Immaginate un villaggio isolato di un centinaio di abitanti. Tra loro ci sono uomini e donne di tutte le età, con caratteri, religione, gusti e idee politiche diverse. Tra loro devono convivere e, soprattutto, accoppiarsi. Per un principio basilare dell’essere umano, le femmine tendono a preferire i maschi più popolari all’interno della comunità.
I maschi si adattano ed entrano in una sorta di torneo sociale per mettersi in mostra. Non è un meccanismo casuale: l’uomo impara perché scimmia vede, scimmia fa. Guarda quello che fanno i maschi più popolari e cerca di fare meglio.
Un giorno, nel villaggio decidono di fare una sagra con un’enorme mastella di pasta. Bisogna decidere con quale sugo. La comunità si riunisce: alcuni vogliono il pesto, altri il ragù, altri cacio e pepe, altri la carbonara, altri la gricia.
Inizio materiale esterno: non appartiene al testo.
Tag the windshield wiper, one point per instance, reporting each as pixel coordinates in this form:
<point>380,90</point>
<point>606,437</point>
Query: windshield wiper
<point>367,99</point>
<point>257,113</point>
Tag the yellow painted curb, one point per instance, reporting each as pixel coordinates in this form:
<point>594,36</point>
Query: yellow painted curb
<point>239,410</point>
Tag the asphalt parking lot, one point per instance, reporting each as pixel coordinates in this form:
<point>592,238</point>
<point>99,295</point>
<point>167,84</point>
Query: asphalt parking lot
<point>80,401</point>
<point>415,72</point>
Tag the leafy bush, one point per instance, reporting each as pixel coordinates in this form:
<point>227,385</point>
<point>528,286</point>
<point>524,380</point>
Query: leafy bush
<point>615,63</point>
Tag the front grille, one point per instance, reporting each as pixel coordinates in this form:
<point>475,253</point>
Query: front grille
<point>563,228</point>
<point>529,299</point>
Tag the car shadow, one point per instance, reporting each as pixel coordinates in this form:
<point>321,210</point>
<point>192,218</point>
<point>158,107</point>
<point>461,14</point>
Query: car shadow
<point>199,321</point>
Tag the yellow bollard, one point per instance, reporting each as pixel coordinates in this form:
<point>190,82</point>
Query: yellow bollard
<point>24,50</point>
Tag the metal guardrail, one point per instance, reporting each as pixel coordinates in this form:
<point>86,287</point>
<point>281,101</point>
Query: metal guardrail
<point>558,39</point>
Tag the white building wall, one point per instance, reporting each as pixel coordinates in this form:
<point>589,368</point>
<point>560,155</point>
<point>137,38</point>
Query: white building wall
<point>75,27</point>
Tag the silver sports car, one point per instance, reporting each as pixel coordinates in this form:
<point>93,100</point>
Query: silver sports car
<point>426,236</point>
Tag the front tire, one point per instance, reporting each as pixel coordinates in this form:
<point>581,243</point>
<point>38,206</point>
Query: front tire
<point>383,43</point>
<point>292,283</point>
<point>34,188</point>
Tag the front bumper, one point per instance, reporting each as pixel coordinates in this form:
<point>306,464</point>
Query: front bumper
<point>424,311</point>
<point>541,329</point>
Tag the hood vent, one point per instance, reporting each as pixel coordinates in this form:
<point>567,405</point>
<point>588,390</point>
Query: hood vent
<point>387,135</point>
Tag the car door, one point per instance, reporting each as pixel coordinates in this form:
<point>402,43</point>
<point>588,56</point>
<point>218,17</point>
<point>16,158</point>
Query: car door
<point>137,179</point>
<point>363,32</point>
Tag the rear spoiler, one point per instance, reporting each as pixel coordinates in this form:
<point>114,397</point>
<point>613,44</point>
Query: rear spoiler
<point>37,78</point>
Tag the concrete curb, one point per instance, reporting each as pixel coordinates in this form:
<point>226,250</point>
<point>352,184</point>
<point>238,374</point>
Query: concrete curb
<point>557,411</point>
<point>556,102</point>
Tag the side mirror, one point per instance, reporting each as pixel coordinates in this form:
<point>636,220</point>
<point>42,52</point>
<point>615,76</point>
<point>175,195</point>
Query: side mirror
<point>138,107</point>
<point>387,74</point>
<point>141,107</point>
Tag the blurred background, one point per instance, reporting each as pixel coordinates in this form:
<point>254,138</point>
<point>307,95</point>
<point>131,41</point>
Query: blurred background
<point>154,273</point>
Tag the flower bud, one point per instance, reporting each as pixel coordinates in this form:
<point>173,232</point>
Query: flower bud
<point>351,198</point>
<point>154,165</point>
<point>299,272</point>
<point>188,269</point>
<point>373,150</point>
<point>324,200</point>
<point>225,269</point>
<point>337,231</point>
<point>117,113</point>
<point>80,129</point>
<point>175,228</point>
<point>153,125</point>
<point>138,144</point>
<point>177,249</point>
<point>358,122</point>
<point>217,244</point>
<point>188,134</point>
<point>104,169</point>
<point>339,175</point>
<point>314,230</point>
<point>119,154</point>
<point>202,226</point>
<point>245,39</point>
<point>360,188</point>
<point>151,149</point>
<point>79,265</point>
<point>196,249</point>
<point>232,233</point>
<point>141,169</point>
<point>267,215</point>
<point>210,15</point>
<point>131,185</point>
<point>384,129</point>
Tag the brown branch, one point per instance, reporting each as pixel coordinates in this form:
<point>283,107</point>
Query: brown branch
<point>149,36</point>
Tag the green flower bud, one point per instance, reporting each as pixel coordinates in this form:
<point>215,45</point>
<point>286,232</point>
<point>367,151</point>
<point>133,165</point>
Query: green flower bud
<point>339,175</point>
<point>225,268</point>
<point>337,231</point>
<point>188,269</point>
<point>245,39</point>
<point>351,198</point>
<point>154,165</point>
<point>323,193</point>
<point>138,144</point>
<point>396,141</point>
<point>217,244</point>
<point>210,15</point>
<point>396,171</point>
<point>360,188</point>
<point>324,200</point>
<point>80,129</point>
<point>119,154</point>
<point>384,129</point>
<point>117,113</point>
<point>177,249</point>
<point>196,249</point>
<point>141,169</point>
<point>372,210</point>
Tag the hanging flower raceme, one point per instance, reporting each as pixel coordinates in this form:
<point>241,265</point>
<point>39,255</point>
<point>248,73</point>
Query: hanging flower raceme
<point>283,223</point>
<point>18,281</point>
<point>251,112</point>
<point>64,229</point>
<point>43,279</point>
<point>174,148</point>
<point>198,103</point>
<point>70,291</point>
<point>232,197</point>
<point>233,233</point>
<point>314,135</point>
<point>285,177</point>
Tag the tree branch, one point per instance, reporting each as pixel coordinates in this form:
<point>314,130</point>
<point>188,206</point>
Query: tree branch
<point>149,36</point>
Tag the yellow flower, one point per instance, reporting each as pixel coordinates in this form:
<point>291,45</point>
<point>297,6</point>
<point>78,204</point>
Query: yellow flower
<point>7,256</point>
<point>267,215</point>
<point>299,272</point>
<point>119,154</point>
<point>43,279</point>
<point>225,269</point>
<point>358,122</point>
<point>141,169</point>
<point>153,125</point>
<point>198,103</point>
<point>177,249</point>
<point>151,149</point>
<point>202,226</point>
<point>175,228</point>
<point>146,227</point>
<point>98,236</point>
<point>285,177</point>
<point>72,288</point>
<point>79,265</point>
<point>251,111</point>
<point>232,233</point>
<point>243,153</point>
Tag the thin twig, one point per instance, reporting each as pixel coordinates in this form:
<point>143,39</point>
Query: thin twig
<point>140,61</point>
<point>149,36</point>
Sono tante idee diverse, ognuna con un ragionamento dietro: il ragù è più invernale. La cacio e pepe resta sullo stomaco ai bambini. La carbonara è pesante.
Ai maschi, sotto sotto, interessa principalmente fare bella figura con la comunità e con le femmine, ma non c’è una direzione chiara da seguire. Sono tutte opinioni valide e tutte opposte. Si finisce per trovare un compromesso: faremo il pesto alla calabrese.
Ora immaginate un villaggio dove tutti sono uguali.
Pensano le stesse cose, hanno le stesse idee e gli stessi gusti. I maschi devono riuscire a emergere lo stesso, ma non possono farlo esprimendo idee o pensieri che non condividono, perché perderebbero il rispetto della loro comunità. L’unico modo per emergere è quello di dimostrarsi più puro degli altri. Se a tutti piace il pesto, tu addirittura te lo strofini sul glande. Se qualcuno se lo strofina sul glande, tu te lo metti tipo supposta.
Un giorno la comunità decide di fare la sagra con, ovviamente, la pasta col pesto. Emergere è l’istinto basilare dell’essere umano, ma come fai, se tutti sono uguali a te? Dimostri di essere più appassionato di pesto degli altri, e dici di metterci più basilico e meno pecorino. Tutti applaudono, dicendo che sei un vero amante del pesto. Allora si alza un altro, e dice che lui il pecorino nemmeno lo vuole. Ora applaudono lui. Si alza un altro e dice che in fondo anche l’olio copre il sapore del basilico.
Alla fine, alla sagra si trovano tutti a ruminare foglie di basilico come capre. Uno si alza in piedi e urla BASILICO AKBARRR e si inietta il basilico in endovena, trapassando.
Ora applichiamo lo stesso principio alla nostra comunità Internet.
Le persone che seguiamo, i nostri contatti, i nostri giornalisti e opinion leader di riferimento ci vengono suggeriti in base alle nostre idee. In pochissimo tempo la nostra finestra sul mondo ci fa pensare che tutti siano nostri cloni nei gusti e nelle idee politiche. Questo fidelizza chi usufruisce dei social, ma crea un problema secondario: ci fa sentire irrilevanti. Per emergere bisogna dimostrare che sì, a tutti piace il basilico, ma a me piace talmente tanto che ci dormo in mezzo.
In una decina d’anni, nemmeno realizziamo che lì fuori c’è gente con idee diverse, perché siamo troppo impegnati a raccontare alla nostra comunità che per noi il governo dovrebbe farci dormire nel basilico. Si dice fuori ci sia chi mangia diverso da noi, ma forse non è vero, e comunque saranno quattro gatti.
All’improvviso alla sagra regionale scopriamo che c’è eccome gente che mangia la carbonara, perché loro il basilico manco lo conoscono. Loro scoprono che esistiamo noi. A quel punto le posizioni sono talmente distanti, la retorica e la dialettica così antitetiche, che un compromesso o una via di mezzo sono impensabili e chi propone di ascoltare le loro ragioni, o di trovare un compromesso, viene linciato dalla propria comunità e bollato come traditore, filocarbonarista, infiltrato, voltagabbana.